Misconfigured Cloud Storage

  • S3 buckets, Azure Blobs, GCS buckets exposed to public access
  • One of the most common sources of data breaches in cloud environments
  • Exam tip: Cloud misconfiguration questions are almost guaranteed

Insecure APIs

  • Cloud services managed via API — misconfigurations in API permissions have outsized impact
  • Overly permissive IAM roles, exposed API keys, lack of rate limiting

Shared Responsibility Model

  • Cloud provider secures the infrastructure; customer secures their configuration, data, and access
  • Misunderstanding this boundary is itself a vulnerability

Cryptographic Vulnerabilities

Weak/Deprecated Algorithms

  • MD5, SHA-1, DES, RC4 — known broken, should not be used
  • Exam focus: Know which algorithms are deprecated and why

Improper Implementation

  • Using ECB mode (patterns preserved in ciphertext)
  • Hardcoded encryption keys in source code
  • Insufficient key length (RSA < 2048, AES < 128)

Certificate Issues

  • Expired certificates breaking trust chain
  • Self-signed certificates in production
  • Wildcard certificate compromise = all subdomains compromised

Zero-Day Vulnerabilities

  • Vulnerability unknown to the vendor with no available patch
  • Highest value to attackers (nation-states stockpile zero-days)
  • Defense: assume-breach posture, behavior-based detection, network segmentation
  • Once disclosed and patched, it becomes a known vulnerability (but many orgs still don’t patch promptly)

Human Vulnerabilities

Social Engineering Susceptibility

  • Lack of security awareness training
  • Authority bias (blindly following requests from “executives”)
  • Urgency manipulation (“your account will be locked in 30 minutes”)

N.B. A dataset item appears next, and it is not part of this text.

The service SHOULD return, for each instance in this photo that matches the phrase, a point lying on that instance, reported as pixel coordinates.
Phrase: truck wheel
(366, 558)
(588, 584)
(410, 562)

Misconfiguration by Operators

  • Human error in system configuration
  • Copy/paste mistakes in firewall rules, IAM policies
  • “Temporary” exceptions that become permanent

Offensive Context

Vulnerability assessment from the offensive side is about prioritization, not just enumeration. An attacker doesn’t care about your CVSS 10.0 vulnerability on an air-gapped system — they care about the CVSS 7.0 vulnerability on your internet-facing VPN concentrator. Thinking about vulnerability exploitation chains (combine a medium-severity SQLi with a medium-severity privilege escalation for a critical-impact breach) is what separates checkbox scanning from real security assessment.